Today at a client site, vCenter stopped responding. In the course of troubleshooting, I discovered that the C: drive of the SQL server housing the vCenter database had 1.59MB free. That was alleviated by cleaning up a 526MB system state backup from late 2007. Next, I found that the SQL DBA’s had set the SQL login for the vCenter db to expire. The VMware admins confirmed that they had requested a login with no account expiration and that the request had been approved through change control before the account was created. Of course, this is not the default setting, so care must be taken to confirm the config.
At the same site we also discovered that the VLAN tags for a single VLAN were left off of 22 physical ports… Simple typo in the console “1-2” rather than “1-24” that was showing up as intermittent inability for VM’s to get ip addresses via DHCP. Based on good documentation of the vSwitch configs and a good diagram and documentation of connections from the ESX hosts to the physical switch, we convinced the network admin to check and correct the switch config.
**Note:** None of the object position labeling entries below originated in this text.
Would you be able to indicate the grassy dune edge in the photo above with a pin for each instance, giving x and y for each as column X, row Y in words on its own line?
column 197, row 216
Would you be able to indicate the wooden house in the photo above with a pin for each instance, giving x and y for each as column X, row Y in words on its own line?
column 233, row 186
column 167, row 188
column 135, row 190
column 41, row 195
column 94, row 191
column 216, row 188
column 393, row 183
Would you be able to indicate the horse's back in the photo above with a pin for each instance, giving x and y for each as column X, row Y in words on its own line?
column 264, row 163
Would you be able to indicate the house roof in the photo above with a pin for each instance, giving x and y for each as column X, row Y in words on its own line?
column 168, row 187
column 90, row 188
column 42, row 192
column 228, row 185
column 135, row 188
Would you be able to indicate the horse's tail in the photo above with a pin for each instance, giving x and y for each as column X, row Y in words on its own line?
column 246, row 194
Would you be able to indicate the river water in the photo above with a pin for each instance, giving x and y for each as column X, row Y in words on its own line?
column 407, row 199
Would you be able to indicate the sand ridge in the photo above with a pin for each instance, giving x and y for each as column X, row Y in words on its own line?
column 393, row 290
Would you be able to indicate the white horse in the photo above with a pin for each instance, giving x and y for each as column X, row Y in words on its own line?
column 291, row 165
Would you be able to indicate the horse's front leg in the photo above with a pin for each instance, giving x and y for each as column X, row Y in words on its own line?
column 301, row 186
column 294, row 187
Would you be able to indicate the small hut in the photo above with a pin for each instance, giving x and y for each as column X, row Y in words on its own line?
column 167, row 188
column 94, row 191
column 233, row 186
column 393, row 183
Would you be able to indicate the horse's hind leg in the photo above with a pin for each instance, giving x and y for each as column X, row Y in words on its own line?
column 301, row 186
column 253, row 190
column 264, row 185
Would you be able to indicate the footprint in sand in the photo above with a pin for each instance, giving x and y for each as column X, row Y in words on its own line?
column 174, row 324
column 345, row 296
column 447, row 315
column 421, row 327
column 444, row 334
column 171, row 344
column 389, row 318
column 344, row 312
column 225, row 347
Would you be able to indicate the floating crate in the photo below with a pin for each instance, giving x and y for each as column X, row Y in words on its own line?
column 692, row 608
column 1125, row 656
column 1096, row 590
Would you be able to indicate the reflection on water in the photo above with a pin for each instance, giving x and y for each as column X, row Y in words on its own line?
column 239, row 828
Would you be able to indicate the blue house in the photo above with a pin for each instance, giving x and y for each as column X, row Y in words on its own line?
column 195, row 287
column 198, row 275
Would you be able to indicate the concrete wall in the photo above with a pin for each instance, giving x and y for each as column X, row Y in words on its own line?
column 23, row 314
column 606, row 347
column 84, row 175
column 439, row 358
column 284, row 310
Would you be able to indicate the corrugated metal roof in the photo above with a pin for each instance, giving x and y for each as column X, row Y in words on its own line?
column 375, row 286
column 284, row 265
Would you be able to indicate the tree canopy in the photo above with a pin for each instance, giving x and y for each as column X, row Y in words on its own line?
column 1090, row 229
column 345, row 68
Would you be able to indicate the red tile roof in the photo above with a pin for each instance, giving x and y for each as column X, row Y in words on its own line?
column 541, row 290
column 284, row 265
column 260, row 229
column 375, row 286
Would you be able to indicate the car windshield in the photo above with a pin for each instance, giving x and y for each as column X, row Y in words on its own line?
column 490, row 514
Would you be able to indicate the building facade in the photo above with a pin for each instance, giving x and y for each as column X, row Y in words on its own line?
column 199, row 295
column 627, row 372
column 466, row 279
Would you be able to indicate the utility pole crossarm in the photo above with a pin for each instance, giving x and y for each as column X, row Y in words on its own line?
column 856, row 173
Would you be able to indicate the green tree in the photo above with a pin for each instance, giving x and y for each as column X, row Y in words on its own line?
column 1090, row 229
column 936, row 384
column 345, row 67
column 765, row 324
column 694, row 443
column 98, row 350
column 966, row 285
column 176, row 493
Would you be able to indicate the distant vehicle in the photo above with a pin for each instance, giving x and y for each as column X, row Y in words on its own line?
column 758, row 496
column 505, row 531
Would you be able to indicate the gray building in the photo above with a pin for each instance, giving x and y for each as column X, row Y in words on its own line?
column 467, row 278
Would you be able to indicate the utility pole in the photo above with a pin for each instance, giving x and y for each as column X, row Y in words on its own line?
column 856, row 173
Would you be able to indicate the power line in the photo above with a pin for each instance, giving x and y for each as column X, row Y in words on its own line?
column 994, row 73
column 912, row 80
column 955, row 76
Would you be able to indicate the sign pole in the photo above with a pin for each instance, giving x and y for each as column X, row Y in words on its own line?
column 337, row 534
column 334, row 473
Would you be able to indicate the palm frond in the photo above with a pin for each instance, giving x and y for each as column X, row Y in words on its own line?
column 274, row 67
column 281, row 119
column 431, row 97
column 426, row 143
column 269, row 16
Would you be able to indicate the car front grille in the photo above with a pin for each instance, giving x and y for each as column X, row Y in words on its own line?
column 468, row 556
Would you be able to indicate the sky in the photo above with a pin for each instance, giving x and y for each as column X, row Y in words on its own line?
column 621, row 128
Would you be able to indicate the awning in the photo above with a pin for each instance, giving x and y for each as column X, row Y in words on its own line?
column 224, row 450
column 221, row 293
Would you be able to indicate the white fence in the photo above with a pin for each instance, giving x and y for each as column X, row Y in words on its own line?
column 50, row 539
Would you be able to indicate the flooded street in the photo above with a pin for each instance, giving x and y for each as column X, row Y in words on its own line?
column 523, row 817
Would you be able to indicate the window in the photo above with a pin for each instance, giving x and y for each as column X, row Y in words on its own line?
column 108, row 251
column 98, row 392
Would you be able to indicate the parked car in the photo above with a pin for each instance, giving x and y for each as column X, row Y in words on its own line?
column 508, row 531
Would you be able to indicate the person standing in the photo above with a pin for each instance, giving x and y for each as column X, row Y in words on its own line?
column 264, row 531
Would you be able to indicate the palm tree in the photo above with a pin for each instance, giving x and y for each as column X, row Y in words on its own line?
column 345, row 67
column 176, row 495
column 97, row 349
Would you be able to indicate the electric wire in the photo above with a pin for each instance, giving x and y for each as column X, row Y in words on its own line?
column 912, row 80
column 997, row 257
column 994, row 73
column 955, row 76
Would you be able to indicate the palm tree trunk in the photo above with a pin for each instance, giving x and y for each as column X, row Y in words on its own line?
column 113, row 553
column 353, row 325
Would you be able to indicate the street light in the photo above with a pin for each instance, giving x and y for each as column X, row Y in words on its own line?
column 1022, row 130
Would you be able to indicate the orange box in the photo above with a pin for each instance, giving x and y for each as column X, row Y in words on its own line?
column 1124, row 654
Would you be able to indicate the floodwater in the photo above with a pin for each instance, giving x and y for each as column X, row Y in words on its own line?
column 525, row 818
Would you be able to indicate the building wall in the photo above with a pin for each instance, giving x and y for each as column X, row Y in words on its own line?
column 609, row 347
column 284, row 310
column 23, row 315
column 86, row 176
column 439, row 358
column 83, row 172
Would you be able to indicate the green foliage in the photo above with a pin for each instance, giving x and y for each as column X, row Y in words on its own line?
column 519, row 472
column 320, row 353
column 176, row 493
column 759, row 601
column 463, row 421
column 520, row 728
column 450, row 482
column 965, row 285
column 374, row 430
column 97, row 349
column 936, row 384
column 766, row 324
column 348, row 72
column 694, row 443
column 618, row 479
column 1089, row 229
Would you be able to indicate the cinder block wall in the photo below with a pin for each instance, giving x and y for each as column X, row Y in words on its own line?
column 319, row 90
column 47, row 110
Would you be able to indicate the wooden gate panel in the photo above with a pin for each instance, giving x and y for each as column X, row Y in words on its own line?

Thankfully, both errors were remedied quickly, but both could have been avoided with careful checking and better feedback. Virtualization crosses many disciplines and I routinely encounter resistance from the various admin groups at client sites who have become isolated from each other. At this site, the admin groups are starting to loosen up and cooperate better, and incidents like today’s are helping them to appreciate the need for coordination rather than insulation.